In fact, you could divvy it up the same way as we did before, only with "range and mobility" rather than "damage given and received".
A defender excels at surviving attacks from range - infantry, crawling along under cover. A striker excels at dealing damage at range - snipers, tanks, artillery. A leader enhances everyone's range and mobility - scouts, ATVs, command vehicles, etc. Controllers are either A) anti-tank/grenadier units or B) engineer corps to dig trenches and set up bridges and such.
Of course, this ignores things like air support, because I didn't include that kind of challenge in my theoretical game.

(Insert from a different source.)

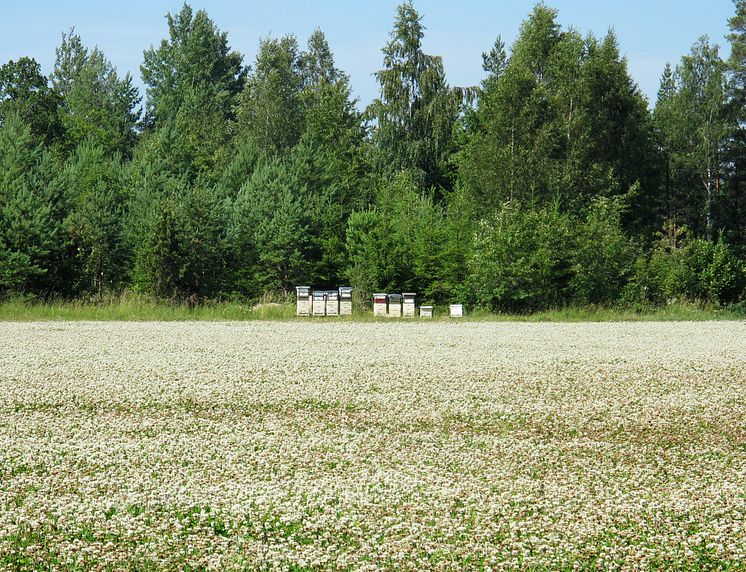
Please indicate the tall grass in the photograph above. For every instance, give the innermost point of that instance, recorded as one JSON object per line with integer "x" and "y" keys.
{"x": 134, "y": 308}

By creating gameplay elements, you alter the nature of the classes required to cover them: if I added aerospace control, I now have to not only add in the classes for air-on-air challenges, but also the classes for gluing air and ground together (air infantry transport, anti-air ground vehicles, bombers, etc).
The more diverse your gameplay becomes, the more classes and the more specialized those classes will be. Hence the boringness of playing an old-style cleric or rogue: their specialties were outside of the "fun" part of the game, so they spent a lot of time just hanging around being bad at the fun stuff.
So... that's my design thought of the day. What sort of challenges will you base your game around? What sort of classes will be required to facilitate the strategy of those challenges? How fun is it to use those classes and manage the tactics required?